L'histoire :
A la fin du XIXème siècle, la cité portuaire et minière de Sulaco, petite ville du Costaguana, est la proie d’une révolution. La populace boute le feu aux traverses de chemin de fer et tente de s’emparer du bâtiment des douanes. Un homme à poigne et à cheval se fait respecter dans le tumulte et permet l’exfiltration du président Don Vincente Ribiera et bien d’autres notables à bord d’un clipper qui mouille à quelques encablures dans le Golfo Placido. Cet homme est le capitaine des cargadores du port (les dockers) et on l’appelle « Nostromo » (littéralement, en italien, « Notre homme »). Les « peones » le respectent pour ses qualités de meneur, sans qu’il ait besoin de faire usage de violence. Quelques mois plus tôt, Nostromo s’était déjà révélé providentiel pour assurer la sécurité du convoi menant Sir John, président du conseil d’administration de la compagnie des chemins de fer, venu à Sulaco pour l’inauguration d’un chantier destiné à désenclaver la ville.
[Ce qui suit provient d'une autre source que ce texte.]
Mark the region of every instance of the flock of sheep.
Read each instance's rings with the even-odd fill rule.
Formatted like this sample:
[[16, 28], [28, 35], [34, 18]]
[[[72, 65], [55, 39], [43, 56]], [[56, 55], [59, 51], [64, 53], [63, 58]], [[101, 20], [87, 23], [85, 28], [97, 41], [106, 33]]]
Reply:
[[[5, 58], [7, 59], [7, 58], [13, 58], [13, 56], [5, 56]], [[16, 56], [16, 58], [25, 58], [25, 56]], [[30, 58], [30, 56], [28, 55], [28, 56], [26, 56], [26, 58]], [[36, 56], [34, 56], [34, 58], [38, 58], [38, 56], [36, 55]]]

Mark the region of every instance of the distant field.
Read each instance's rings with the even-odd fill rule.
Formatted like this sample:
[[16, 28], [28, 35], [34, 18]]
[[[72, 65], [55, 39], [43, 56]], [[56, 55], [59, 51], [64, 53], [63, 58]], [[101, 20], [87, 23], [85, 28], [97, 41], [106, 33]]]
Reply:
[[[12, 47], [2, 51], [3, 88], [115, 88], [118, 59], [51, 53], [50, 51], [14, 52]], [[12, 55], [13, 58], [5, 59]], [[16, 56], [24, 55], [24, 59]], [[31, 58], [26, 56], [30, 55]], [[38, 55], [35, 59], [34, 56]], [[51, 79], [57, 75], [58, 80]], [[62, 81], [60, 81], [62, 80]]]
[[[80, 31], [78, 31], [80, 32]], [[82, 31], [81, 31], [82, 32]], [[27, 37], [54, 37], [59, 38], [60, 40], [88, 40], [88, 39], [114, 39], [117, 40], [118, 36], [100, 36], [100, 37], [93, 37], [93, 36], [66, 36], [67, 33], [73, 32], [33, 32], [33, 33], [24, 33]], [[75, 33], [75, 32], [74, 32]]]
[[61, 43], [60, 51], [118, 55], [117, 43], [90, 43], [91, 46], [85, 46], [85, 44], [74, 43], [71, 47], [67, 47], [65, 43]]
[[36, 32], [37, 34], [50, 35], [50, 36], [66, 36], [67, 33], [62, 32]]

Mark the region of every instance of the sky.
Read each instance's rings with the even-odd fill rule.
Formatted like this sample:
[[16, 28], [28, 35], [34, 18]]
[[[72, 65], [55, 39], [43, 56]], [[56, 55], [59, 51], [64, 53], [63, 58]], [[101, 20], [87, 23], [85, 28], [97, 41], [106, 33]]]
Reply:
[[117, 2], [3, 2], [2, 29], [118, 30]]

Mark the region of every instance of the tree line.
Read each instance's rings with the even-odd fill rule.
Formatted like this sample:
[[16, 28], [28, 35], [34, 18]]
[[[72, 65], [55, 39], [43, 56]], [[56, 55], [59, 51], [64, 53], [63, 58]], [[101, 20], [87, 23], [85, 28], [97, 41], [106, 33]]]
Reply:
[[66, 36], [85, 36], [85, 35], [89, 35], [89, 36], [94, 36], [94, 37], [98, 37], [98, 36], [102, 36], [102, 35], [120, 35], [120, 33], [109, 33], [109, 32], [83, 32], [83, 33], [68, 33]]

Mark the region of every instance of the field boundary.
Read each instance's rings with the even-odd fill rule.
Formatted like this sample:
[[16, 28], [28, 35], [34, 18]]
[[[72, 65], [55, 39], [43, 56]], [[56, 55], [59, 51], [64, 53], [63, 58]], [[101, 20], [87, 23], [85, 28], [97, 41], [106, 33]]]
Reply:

Ce jour-là, Sir John avait fait la connaissance de Charles Gould, propriétaire de l’importante mine argentifère, qui fait le gros de l’activité économique de Sulaco…
Ce qu'on en pense sur la planète BD :
Avant d’être le nom du vaisseau dans Alien, Nostromo est un roman de Joseph Conrad (publié en 1904). Sans doute pas le plus connu, en raison de sa difficulté d’accès, mais sa construction narrative complexe et ses procédés stylistiques pointus en font un bijou pour les amateurs d’art littéraire (classé 47ème meilleur roman de tous les temps publié en langue anglaise). Pour sa première œuvre en tant qu’auteur complet, le jusqu’alors dessinateur Maël ne fait donc pas dans la facilité ! Son ardent désir d’adapter cette œuvre exigeante a sans doute aussi limité la liste des potentiels scénaristes… A des fins d’accessibilité, Maël réduit les analepses et prolepses à une construction plutôt linéaire, mais il conserve la dimension chorale de la narration. Ce premier opus du diptyque annoncé laisse donc découvrir un pays imaginaire d’Amérique Centrale, le Costaguana, perclus de tensions révolutionnaires, de despotisme local, d’esclavagisme minier et de passions amoureuses torturées. Il est vraiment ardu de s’identifier ou se passionner pour untel ou unetelle, tant les profils psychologiques rustres dans le fond et non inclusifs dans la forme nous échappent à travers cette narration alambiquée. Le cadre lui-même, entre l’aridité des paysages, le clinquant des palais décorrélé des réalités de la paupérisation, ne suscite pas un imaginaire de rêve. En revanche, comme toujours chez Maël, le dessin – un trait fin, tremblotant mais juste, rehaussé d’une colorisation au lavis – est virtuose, en toutes situations. L’historien (et scénariste de BD) Sylvain Venayre rend hommage à cet ambitieux projet d’adaptation en postface. Une fois bouclé, le diptyque devrait conférer toute la puissance homérique d’une œuvre profondément pessimiste sur la condition humaine.